What was your standard? I use all 8 frame mediums, and only took honey above the third box. If i stopped at the fourth box - eq to a double deep more or less - i probably would have called it less than 30%.


----------



## pndwind (Feb 17, 2013)

I began the spring with two hives which over wintered from last year. Of these two hives only one has produced ANY honey at all. These hives are located in an area with lots of pines, pasture, and a small amount of hardwoods. I am beginning to think the foraging is not very good in this area. I will be starting 10 hives there next spring and 5-10 in another location to help with comparison.


----------



## beeware10 (Jul 25, 2010)

If you exceed 15-20% non-productive hives you need to look at your management skills. this is from a commercial view. during the summer we have 1-2 drone layers per yard. these are used as supers and will be made back with spring nucs. good luck


----------



## beemandan (Dec 5, 2005)

My general rules of thumb. I can split a hive in the spring. Some more than once. It depends on how quickly they are building up. The important thing is to have a good laying queen, plenty of brood and healthy bees by nectar flow.
All other things equal....and they usually are...and a decent nectar flow. If I can keep a hive from swarming it will produce a significant surplus. If I can limit it to a single swarm it will likely produce a surplus...but noticeably smaller. And if it swarms more than once....it'll probably have to be fed to survive the upcoming winter.
In my opinion, the most significant thing I can do to keep production up is swarm management. Everything else is pretty much out of my control.


----------



## David LaFerney (Jan 14, 2009)

beeware10 said:


> If you exceed 15-20% non-productive hives you need to look at your management skills...


I certainly need better management skills - no surprise there. 

So you are saying that at least 80% of hives which make it through the winter should produce at least some harvestable honey? Or that many should actually produce a profitable honey crop?


----------



## David LaFerney (Jan 14, 2009)

beemandan said:


> In my opinion, the most significant thing I can do to keep production up is swarm management. Everything else is pretty much out of my control.

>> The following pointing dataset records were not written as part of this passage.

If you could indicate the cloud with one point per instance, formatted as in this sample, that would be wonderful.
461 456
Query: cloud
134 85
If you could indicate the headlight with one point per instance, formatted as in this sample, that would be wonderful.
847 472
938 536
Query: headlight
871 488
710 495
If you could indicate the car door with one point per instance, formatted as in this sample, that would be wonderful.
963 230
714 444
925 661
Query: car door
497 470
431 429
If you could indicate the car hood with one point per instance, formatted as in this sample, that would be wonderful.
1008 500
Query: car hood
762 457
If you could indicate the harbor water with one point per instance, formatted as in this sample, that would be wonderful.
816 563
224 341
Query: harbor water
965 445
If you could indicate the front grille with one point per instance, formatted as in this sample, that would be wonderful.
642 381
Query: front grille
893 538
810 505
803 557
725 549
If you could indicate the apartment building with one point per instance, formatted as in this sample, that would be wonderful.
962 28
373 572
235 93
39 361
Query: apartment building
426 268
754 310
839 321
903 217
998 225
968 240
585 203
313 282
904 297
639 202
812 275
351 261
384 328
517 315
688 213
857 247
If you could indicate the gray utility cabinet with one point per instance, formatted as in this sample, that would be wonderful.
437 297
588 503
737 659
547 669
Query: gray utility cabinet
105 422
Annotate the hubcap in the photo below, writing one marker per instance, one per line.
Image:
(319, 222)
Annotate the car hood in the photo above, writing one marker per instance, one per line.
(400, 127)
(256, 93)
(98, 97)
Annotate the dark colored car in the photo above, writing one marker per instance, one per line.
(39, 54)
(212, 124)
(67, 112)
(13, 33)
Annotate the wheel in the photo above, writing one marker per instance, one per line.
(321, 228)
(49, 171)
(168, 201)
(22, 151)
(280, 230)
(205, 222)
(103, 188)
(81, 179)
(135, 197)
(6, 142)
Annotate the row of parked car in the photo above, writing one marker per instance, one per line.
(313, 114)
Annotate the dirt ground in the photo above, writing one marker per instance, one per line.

Splitting out nucs for sale in April seemed to really reduce swarminess, and didn't hurt my honey production as much as I thought it might. It worked well enough I plan to do it again next year.


----------



## beeware10 (Jul 25, 2010)

next summers crop starts this fall. make sure they have plenty of honey for the winter. too many losses means ya start out with a handicap to overcome. beekeeping used to be easy until mites.


----------



## beemandan (Dec 5, 2005)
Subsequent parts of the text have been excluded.